Researchers Hirotaka Yoneda and Masataka Yoneda have published a breakthrough paper titled 'Fair Division with Soft Conflicts' on arXiv, introducing a novel algorithmic solution to a complex resource allocation problem. The paper addresses how to fairly divide indivisible goods when there are 'soft' conflicts between items—represented as edges in a graph—where assigning conflicting goods to the same agent is allowed but undesirable. Their key contribution is a linear-time algorithm that, for any constant number of agents with general additive valuations, finds an allocation that is envy-free up to one good (EF1) while bounding the number of conflict violations. This solves a significant theoretical challenge in computational fair division, providing both efficiency and fairness guarantees where previous approaches struggled.

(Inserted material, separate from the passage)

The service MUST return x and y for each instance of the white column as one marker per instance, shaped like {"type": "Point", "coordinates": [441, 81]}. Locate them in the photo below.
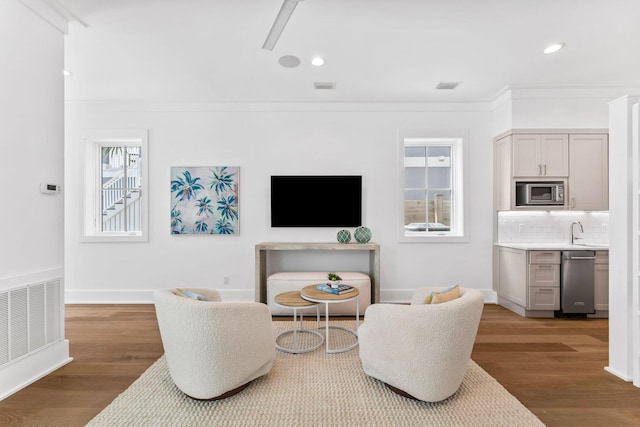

Technically, the algorithm achieves at most |E|/n + O(|E|^{1-1/(2n-2)}) violations, with the leading term |E|/n matching the worst-case lower bound. The researchers employ an innovative approach combining Biswas & Barman's (2018) algorithm for fair division with cardinality constraints with a new geometric 'closest points' argument. For the simpler case of identical additive valuations, they also present a straightforward round-robin-based algorithm that guarantees EF1 with at most |E|/n violations. This work advances the theoretical foundations of fair allocation with constraints and has immediate implications for practical applications requiring both fairness and conflict minimization in resource distribution systems.